Longitudinal waves in a clamped metal rod

[jemerlia]

Homework Statement

The speed of sound in a metal rod is 3600 m s -1. The rod is 1.20m
long and clamped at one of its ends.
(a) Determine the frequency of its vibration if longitudinal waves
are established in the rod and it is vibrating in its first overtone
mode.
(d) Determine the frequency of its vibration if clamped in the middle whilst still vibrating in the first overtone.

Homework Equations

v = f x w where w is the wavelength

The Attempt at a Solution

(a) The first overtone is the third harmonic, therefore
L = (3/4)w
= 3/4 x 1.60m
W = (4/3)L = (4/3) x 1.60m
f= 3600ms^-1 / (4/3 x 1.60m) = 1.69kHz; given answer is 2250 Hz

(d) Still the third harmonic but L is now 0.8m
f = 3600ms^-1 / (4/3 x 0.80m) = 3.38kHz; given answer is 4500 Hz

What have I done wrong?

 

[Redbelly98]

The rod length is 1.20 m, not 1.60 m.

 

[tomcue]

As a fellow scientist, I would like to provide some feedback on your solution. First, I would like to commend you for attempting to solve this problem using the correct equations. However, I believe there are some errors in your calculations.

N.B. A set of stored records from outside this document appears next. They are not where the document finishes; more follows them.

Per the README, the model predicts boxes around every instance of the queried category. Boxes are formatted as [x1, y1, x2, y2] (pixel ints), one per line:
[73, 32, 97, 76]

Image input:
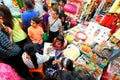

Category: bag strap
[50, 18, 58, 26]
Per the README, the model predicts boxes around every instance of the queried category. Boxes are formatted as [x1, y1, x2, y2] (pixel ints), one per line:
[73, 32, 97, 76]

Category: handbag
[0, 43, 21, 58]
[43, 32, 49, 41]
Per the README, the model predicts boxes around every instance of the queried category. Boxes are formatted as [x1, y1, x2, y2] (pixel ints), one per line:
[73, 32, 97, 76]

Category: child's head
[0, 11, 4, 24]
[24, 43, 37, 55]
[53, 35, 64, 48]
[51, 8, 59, 19]
[24, 0, 34, 9]
[62, 58, 74, 71]
[59, 0, 67, 7]
[30, 17, 40, 27]
[24, 43, 38, 68]
[43, 4, 48, 12]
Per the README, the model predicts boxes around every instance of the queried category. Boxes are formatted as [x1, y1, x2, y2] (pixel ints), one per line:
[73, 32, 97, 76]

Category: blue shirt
[21, 9, 38, 28]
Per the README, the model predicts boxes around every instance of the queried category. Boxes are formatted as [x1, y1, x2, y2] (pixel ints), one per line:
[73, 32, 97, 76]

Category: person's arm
[47, 21, 50, 36]
[52, 60, 62, 70]
[74, 61, 93, 71]
[58, 19, 63, 35]
[28, 27, 34, 42]
[59, 26, 63, 35]
[39, 12, 46, 18]
[0, 32, 12, 50]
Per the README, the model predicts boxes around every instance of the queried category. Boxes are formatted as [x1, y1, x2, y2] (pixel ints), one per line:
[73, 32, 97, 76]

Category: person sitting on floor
[28, 17, 44, 50]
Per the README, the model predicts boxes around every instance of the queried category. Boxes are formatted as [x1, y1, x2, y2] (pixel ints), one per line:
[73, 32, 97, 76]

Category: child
[52, 35, 67, 50]
[28, 17, 44, 50]
[22, 43, 50, 68]
[39, 4, 49, 32]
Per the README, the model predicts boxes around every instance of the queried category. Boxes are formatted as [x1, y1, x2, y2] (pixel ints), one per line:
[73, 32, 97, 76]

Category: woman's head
[0, 4, 14, 28]
[43, 4, 48, 12]
[30, 17, 41, 27]
[52, 8, 59, 19]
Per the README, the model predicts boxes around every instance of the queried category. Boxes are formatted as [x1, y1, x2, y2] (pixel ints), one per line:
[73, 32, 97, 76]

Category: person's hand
[7, 46, 12, 50]
[52, 60, 61, 65]
[5, 26, 12, 34]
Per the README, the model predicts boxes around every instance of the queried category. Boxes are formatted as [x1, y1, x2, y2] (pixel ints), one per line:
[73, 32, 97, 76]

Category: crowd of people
[0, 0, 99, 80]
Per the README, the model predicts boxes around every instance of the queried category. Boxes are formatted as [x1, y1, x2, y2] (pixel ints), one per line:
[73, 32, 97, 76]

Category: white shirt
[22, 52, 49, 68]
[48, 16, 62, 32]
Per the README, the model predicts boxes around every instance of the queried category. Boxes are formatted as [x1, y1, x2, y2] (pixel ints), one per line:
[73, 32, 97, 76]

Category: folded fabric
[64, 3, 77, 14]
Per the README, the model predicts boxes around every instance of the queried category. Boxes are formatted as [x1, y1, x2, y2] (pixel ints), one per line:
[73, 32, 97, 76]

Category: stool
[29, 65, 44, 78]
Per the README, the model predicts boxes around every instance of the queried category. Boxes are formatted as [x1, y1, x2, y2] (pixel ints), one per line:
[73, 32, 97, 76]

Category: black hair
[53, 8, 59, 15]
[24, 43, 38, 68]
[43, 4, 48, 12]
[60, 0, 67, 4]
[32, 17, 41, 24]
[0, 11, 9, 38]
[0, 4, 14, 29]
[56, 35, 65, 45]
[24, 0, 34, 9]
[0, 11, 4, 17]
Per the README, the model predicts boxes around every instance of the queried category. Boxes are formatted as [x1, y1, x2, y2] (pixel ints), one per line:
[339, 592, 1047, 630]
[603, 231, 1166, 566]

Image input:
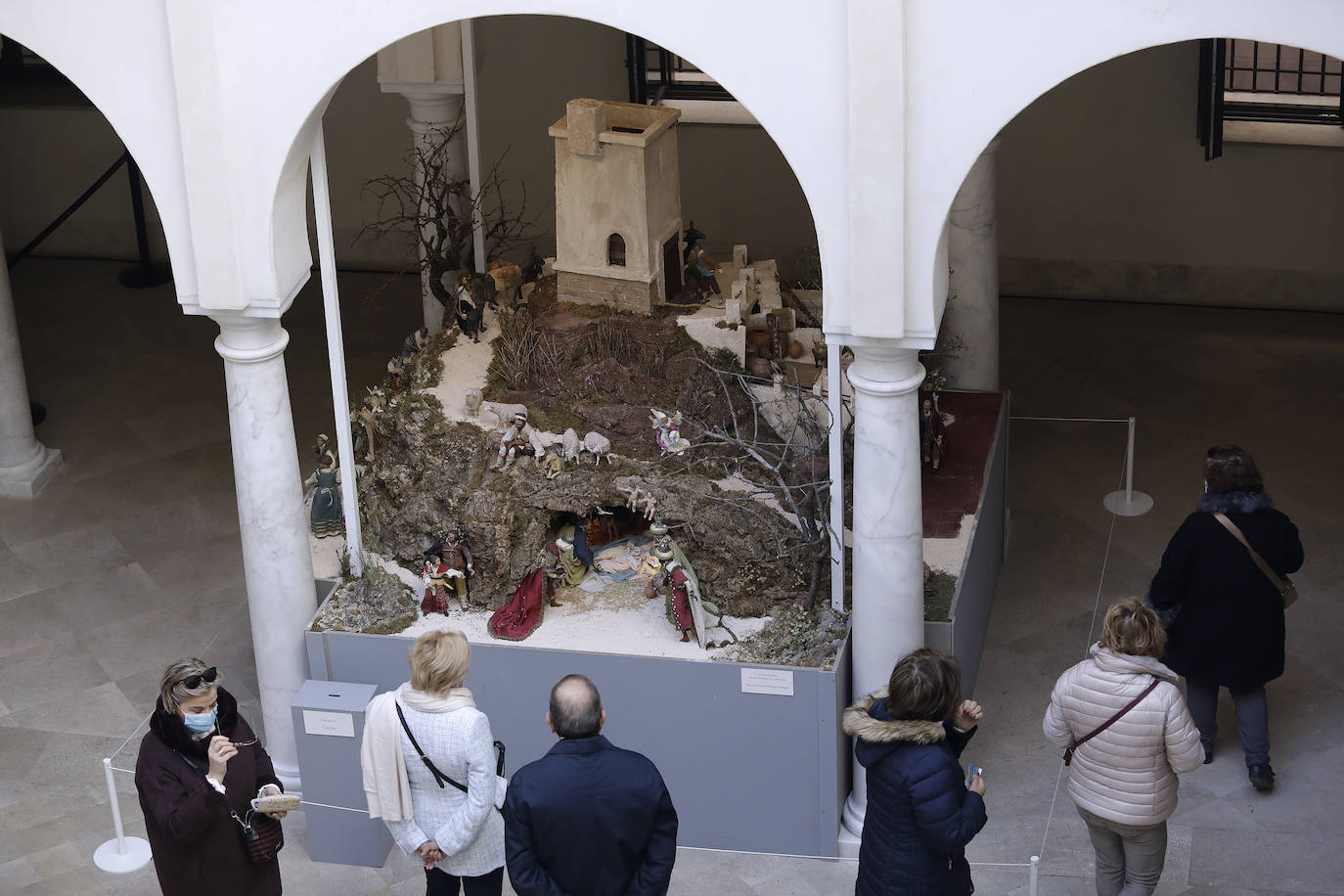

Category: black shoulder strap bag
[1214, 514, 1297, 608]
[392, 701, 504, 816]
[1064, 679, 1157, 766]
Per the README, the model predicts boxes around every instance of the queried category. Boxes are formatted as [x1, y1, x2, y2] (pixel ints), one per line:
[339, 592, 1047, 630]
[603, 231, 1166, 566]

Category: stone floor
[0, 259, 1344, 896]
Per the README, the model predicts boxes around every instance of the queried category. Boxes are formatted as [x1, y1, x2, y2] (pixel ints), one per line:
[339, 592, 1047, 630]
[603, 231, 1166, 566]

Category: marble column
[0, 224, 61, 498]
[378, 22, 470, 334]
[213, 314, 317, 790]
[938, 137, 1000, 391]
[840, 337, 924, 857]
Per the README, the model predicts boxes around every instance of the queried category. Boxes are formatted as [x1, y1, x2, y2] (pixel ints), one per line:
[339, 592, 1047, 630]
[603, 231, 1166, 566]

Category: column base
[836, 828, 859, 860]
[0, 446, 62, 498]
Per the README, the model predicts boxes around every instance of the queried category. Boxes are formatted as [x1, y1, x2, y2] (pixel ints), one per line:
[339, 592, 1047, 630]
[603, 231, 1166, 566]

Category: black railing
[5, 152, 172, 289]
[625, 33, 733, 106]
[1197, 37, 1344, 159]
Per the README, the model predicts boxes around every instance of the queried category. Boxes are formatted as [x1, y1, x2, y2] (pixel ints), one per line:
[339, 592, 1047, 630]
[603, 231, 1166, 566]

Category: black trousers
[425, 867, 504, 896]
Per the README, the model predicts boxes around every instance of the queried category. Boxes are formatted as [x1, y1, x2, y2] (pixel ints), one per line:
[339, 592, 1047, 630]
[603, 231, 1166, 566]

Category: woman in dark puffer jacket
[1147, 445, 1302, 790]
[844, 648, 987, 896]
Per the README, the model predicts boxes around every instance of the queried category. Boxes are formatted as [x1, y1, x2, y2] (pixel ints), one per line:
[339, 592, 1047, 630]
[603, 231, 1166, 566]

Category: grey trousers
[1186, 679, 1269, 767]
[1078, 809, 1167, 896]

For part (a), you correctly identified that the first overtone is the third harmonic. However, the equation you used to calculate the wavelength is incorrect. The correct equation for the wavelength of a standing wave in a clamped rod is w = (2L)/n, where L is the length of the rod and n is the harmonic number. Therefore, for the first overtone (n=3), the wavelength would be w = (2 x 1.20m)/3 = 0.8m. Using this wavelength, we can calculate the frequency using the equation v = f x w, which gives us f = 3600 m/s / 0.8m = 4500 Hz.

For part (d), you made a similar mistake in your calculation of the wavelength. The correct equation for a rod clamped in the middle would be w = L/n, where L is the length of the rod and n is the harmonic number. For the first overtone (n=3), the wavelength would be w = 1.20m/3 = 0.4m. Using this wavelength, we can calculate the frequency using the same equation, v = f x w, which gives us f = 3600 m/s / 0.4m = 9000 Hz.

In summary, it seems that you have used the wrong equations for calculating the wavelength in both parts of the problem. By using the correct equations, we get the correct answers of 4500 Hz and 9000 Hz for parts (a) and (d), respectively. I hope this helps clarify your solution. Keep up the good work!